I don't like shooting jpegs simply because I don't need my camera to throw away information - and that's what shooting jpeg does. The camera decides that you don't really need all those pixels and tosses them. You might actually need those pixels to tweak the image in post, but they are gone baby gone.

And every time you save a jpeg, you lose quality. Since RAW is just as easy I see no reason to deal with this issue, as minute as it might be for some.

Storage is cheap.

you have the software (it also comes with your camera) so you're set to go. Editing is easy and you have far less worry that a tweak will cause undue noise or other problems with the final image.

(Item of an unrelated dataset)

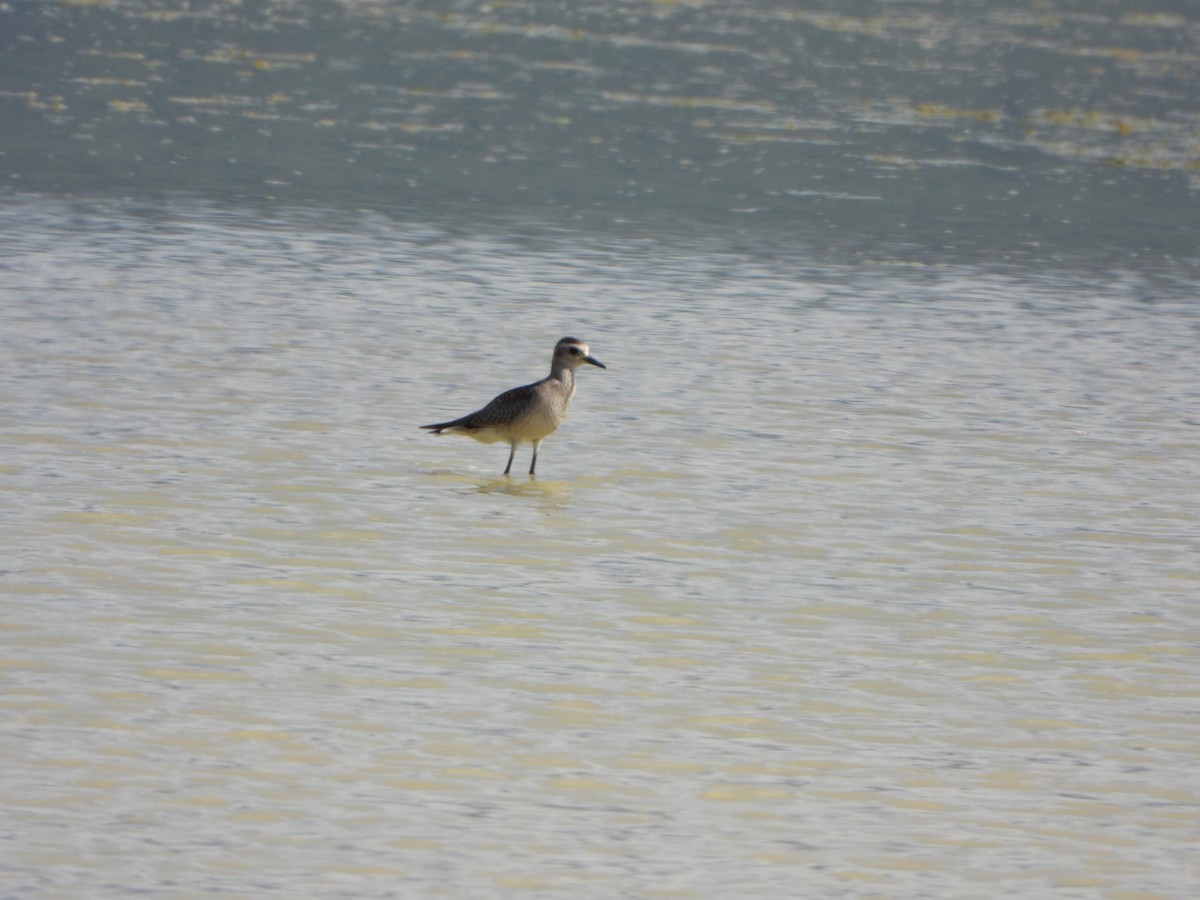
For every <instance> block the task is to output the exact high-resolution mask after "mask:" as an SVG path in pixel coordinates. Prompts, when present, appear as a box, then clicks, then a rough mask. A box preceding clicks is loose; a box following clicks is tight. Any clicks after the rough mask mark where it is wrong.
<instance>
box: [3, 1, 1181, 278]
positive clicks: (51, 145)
mask: <svg viewBox="0 0 1200 900" xmlns="http://www.w3.org/2000/svg"><path fill="white" fill-rule="evenodd" d="M0 42H2V43H0V48H2V53H4V54H5V59H6V62H7V66H6V67H5V68H4V70H0V110H2V113H4V115H5V128H4V130H2V132H0V151H2V158H4V161H5V163H6V166H7V167H8V168H7V181H6V186H7V187H8V188H12V190H18V191H20V190H23V191H46V190H49V191H55V192H64V191H67V192H73V193H78V192H83V193H89V194H90V193H96V192H101V193H103V194H104V196H112V194H113V193H114V192H115V193H118V194H121V193H132V194H136V196H140V194H144V193H145V192H148V191H160V192H163V191H164V192H168V193H172V192H179V191H184V192H188V193H194V194H200V196H204V197H209V198H216V199H218V200H220V202H239V203H247V202H248V203H284V204H293V205H294V204H307V203H318V204H320V205H323V206H332V208H338V209H347V208H348V209H358V208H367V209H372V210H377V211H382V212H386V214H390V215H397V216H401V217H414V216H422V217H428V216H434V217H445V216H452V217H467V218H474V220H476V221H478V220H479V218H484V217H491V216H496V215H505V216H508V215H512V214H514V212H521V214H524V215H529V216H533V217H535V218H536V220H539V221H554V222H563V223H578V222H586V223H589V224H590V226H596V224H598V223H602V224H605V226H606V227H607V226H610V224H611V223H612V222H613V221H618V222H624V223H625V228H626V229H637V228H647V229H649V230H650V232H652V233H660V232H661V230H662V229H664V228H670V229H678V228H683V227H691V226H696V224H700V226H704V227H713V228H716V229H719V230H722V232H731V230H736V229H743V230H745V232H746V233H748V239H749V240H751V241H754V242H760V241H762V240H773V241H780V242H784V244H786V245H793V246H794V245H796V244H798V242H800V244H804V245H809V246H815V247H818V248H821V252H823V253H833V254H836V256H838V257H840V258H847V257H848V258H858V257H860V256H864V254H865V256H868V257H870V256H872V254H880V253H881V252H886V253H887V254H894V253H900V254H904V256H908V254H917V256H919V257H920V258H922V259H928V260H932V262H964V260H967V259H974V258H976V257H977V256H978V254H980V253H983V254H988V256H990V257H992V258H994V259H995V260H1000V259H1006V258H1008V259H1018V260H1026V259H1036V260H1043V262H1049V264H1051V265H1055V266H1057V265H1060V264H1061V259H1062V256H1063V254H1068V256H1072V257H1079V256H1085V257H1088V258H1091V259H1094V260H1099V262H1102V263H1104V262H1111V260H1115V259H1120V260H1121V262H1122V263H1123V264H1133V265H1145V266H1150V265H1153V266H1164V265H1165V266H1171V265H1175V264H1176V260H1177V259H1180V258H1186V259H1189V260H1193V262H1194V260H1195V258H1196V250H1195V244H1196V242H1195V238H1194V235H1195V229H1196V215H1195V206H1196V191H1198V188H1200V181H1198V179H1196V173H1198V167H1200V138H1198V134H1200V91H1196V84H1198V83H1200V50H1198V48H1200V19H1198V18H1196V11H1195V8H1194V6H1193V5H1192V4H1174V5H1172V4H1159V5H1158V6H1156V7H1152V8H1151V10H1147V7H1146V5H1145V4H1144V2H1141V1H1140V0H1138V1H1136V2H1134V1H1132V0H1126V1H1121V2H1105V4H1103V5H1100V6H1097V5H1096V4H1091V2H1085V4H1080V2H1062V1H1060V2H1015V4H1014V2H1008V4H998V5H997V4H990V5H989V4H983V5H982V4H974V2H967V1H959V2H938V4H930V2H880V4H876V2H854V4H836V5H834V7H827V6H826V5H822V4H812V2H786V4H784V2H769V1H766V0H758V1H755V2H726V1H725V0H720V1H719V2H718V1H715V0H714V1H712V2H709V1H708V0H689V1H680V2H654V1H648V2H622V4H613V2H608V1H607V0H602V1H590V0H570V1H566V0H560V1H546V0H539V2H520V1H518V2H494V4H492V2H445V1H444V0H438V1H436V2H432V1H430V2H361V1H358V2H304V1H299V0H292V1H288V2H284V1H282V0H280V1H274V2H272V1H264V2H256V4H242V2H233V1H229V2H205V4H191V5H180V4H175V2H161V1H155V0H115V1H114V2H110V4H88V2H84V4H64V5H59V4H41V2H28V1H25V2H14V4H8V5H5V7H4V8H2V10H0ZM883 248H887V250H886V251H884V250H883Z"/></svg>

You still have the option to simply download your images and go with no tweaking. Lightroom in particular is great as you can create a custom preset that applies during import and you just select that (you can set it as the default so you only ever have to deal with it once!) and go.

I only shoot jpeg on my baby Canon as it doesn't have RAW. It's fine. I miss having the leeway when I need it, but that's not what I bought that camera for so it's all good.

RAW or jpeg - both work. RAW is intrinsically better because it's more complete data and you as a photographer have far more control over your final image. As with everything in photography, there is a tradeoff no matter what you choose - you have to decide which tradeoffs work for you. there's no "right" or "wrong" and some shooters are perfectly happy shooting jpeg.